Ah, but under the provisions of the Patriot Act, telling people you're under investigation, or someone telling YOU you're under investigation (you are not guaranteed this information), is a federal offense.
It COULD be fake. But it doesn't have to be. It's entirely plausible.
But again, not that we could ever know or find out.
zerohour21
10-26-2004, 09:54 AM
Why would anyone say that using a plane as a bomb is unbelievable? In World War II the Japanese did it all the time; they were called kamikazi missions.
Certainly tells you something about various publishers and their outlook on what kinds of things are believable.
James D Macdonald
10-26-2004, 10:44 AM
Tom Clancy used a plane as a bomb in one of his published novels.
evanaharris
10-27-2004, 12:39 AM
That explains the Al Qaeda/Ronald Reagan connection.
Eowyn Eomer
10-29-2004, 04:56 AM
Paranoia is such an unbecoming personality trait. Might make for an interesting antagonist in a plot though. Take, for example, Mel Gibson's character in "Conspiracy Theory." Hmm. . . is it okay to mention a movie in a writers forum?
FM St George
10-29-2004, 11:35 PM
I've heard this particular story three times in the past two days and have to be skeptical about it if ONLY because no major network, American or International, has picked up the story.
where's the BBC? Al-Jazeera? CBC? Heck, where's the regular MSNBC, CNN et al who usually jump all over this sort of thing? Where are the local papers, the talk shows, the college newspapers?

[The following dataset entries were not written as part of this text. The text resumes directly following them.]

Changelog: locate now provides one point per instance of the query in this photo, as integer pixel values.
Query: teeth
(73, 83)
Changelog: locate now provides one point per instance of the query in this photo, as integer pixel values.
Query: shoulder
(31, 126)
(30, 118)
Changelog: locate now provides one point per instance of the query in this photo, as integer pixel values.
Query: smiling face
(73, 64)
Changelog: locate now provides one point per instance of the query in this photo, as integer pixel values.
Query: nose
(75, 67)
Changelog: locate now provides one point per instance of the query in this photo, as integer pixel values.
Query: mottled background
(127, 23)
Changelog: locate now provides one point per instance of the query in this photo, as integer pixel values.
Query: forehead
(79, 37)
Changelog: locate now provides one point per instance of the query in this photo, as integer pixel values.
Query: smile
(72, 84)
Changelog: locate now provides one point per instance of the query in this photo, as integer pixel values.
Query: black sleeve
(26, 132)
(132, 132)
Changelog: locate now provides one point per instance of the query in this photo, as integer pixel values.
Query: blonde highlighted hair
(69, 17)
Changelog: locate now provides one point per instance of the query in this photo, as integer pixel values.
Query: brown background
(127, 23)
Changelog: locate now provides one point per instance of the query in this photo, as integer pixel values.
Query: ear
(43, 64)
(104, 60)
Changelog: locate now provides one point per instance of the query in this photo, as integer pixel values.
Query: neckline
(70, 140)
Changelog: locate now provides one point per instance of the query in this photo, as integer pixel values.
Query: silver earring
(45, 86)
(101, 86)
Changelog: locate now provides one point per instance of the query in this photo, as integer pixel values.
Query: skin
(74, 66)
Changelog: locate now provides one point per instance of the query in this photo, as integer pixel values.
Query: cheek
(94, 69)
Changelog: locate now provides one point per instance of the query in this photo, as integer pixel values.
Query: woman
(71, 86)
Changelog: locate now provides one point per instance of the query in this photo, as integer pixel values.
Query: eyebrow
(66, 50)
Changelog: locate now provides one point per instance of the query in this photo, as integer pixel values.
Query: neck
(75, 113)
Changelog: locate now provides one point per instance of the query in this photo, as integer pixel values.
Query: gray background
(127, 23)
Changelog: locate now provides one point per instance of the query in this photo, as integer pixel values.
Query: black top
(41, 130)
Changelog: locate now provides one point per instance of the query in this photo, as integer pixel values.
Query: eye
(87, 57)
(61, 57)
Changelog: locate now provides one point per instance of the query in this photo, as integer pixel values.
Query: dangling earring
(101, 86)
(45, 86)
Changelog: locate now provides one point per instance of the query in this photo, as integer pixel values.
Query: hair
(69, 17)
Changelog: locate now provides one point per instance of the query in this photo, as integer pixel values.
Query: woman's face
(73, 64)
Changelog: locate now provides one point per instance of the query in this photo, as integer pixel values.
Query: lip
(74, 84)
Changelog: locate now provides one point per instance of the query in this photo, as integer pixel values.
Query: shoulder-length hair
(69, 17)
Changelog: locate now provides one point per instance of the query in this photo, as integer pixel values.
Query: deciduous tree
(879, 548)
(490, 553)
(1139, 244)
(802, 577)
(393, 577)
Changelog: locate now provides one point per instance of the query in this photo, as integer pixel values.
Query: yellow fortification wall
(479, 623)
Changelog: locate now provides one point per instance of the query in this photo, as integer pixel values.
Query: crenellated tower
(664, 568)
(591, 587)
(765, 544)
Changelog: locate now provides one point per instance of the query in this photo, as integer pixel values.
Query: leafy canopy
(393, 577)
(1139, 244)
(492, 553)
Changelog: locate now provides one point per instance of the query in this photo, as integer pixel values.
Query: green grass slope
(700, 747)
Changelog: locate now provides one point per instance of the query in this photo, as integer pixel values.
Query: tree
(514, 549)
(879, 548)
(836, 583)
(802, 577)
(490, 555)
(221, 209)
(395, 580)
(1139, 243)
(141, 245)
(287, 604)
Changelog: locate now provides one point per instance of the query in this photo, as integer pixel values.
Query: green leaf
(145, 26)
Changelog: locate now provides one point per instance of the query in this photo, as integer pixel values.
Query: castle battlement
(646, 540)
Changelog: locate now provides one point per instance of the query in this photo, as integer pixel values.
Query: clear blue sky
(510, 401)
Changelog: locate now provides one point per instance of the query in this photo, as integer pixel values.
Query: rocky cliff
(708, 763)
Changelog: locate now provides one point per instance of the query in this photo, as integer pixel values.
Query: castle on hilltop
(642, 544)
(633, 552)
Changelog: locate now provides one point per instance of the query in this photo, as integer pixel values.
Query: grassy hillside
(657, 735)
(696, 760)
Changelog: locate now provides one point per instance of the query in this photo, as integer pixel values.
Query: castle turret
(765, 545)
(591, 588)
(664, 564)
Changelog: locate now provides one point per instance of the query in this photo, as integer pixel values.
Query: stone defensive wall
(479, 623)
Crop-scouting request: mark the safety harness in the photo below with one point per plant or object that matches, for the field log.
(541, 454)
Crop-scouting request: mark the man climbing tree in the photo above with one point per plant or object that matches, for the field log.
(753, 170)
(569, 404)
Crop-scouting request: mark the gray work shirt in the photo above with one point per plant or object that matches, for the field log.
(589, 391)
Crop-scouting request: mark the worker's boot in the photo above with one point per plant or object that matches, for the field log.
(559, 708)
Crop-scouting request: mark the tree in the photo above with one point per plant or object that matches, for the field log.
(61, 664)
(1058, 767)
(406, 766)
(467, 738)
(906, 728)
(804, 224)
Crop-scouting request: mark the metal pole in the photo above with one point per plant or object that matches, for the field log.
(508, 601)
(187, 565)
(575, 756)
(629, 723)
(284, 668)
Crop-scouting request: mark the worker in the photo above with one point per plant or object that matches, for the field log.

This is international news and no one seems to be covering it...
I've Googled for the past two days and can't find anything more than two or three sites quoting each other and that's not really enough to convince me that this happened.
yes, it *COULD* have happened - but given the lack of substancial evidence at this point, I'm not believing it.
(all, of course, subject to change if the reporting gets more widespread...)
jmo, ymmv...
Writing Again
10-30-2004, 08:01 AM
Actors as ??? (http://www.upi.com/view.cfm?StoryID=20030314-035358-2204r)
preyer
11-03-2004, 08:55 AM
i clicked on the top link and it dropped me on this paragraph:
'If anyone wonders why the Bush campaign doesn't feel the need to do much campaigning in the essential state of Ohio, you don't need to look any further than this. They haveplans in place to ensure he wins no matter what.'
i don't need to read anymore. sure, they have plans. it's called the electoral college and redistricting. no campaigning in ohio? huh? if bush stops here one more time we're going to have to charge him rent. he was here this friggin' morning telling people thanks. i mean, if they can't get this basic information right, why trust in a single other word the site has to say? i'm one of the bigger conspiracy nuts you'll ever run across, but, hey, you have to separate the wheat from the chaff *especially* when you're trying to support your paranoid lunacies. why these guys take the suspension of disbelief to illogical levels amazes me. a good buddy of mine is a paranoid schizophrenic, which at least gives him a reason to look over his shoulder.
i once did searches on everything they said would get me in trouble. just for fun. nothing happened. if they're monitoring me, i could care less. i'd like to have one of those thermo-camera deals, though.
Jules Hall
11-03-2004, 06:48 PM
Searches won't get you into trouble, I don't think. It's too difficult to monitor that volume of data.
What "they" can do, realistically:
* Set up web sites with information that might attract the kind of person they're looking for, and then try to find more information about everyone who visits it. Although only if very few people did so -- any more than ten or twenty visitors a week and it would quickly become impractical to find out who the visitors were, so this will only really work for obscure things.
* Ask libraries/bookstores for details of everyone what has checked out particular books.
FM St George
11-20-2004, 02:16 AM
update on this one...
www.booksquare.com/archiv...11/19/798/ (http://www.booksquare.com/archives/2004/11/19/798/)
seems the woman's been arrested for Social Security fraud - nothing to do with the Patriot Act after all - she's "just" a criminal...
wonder if this'll get as much play as the original accusation.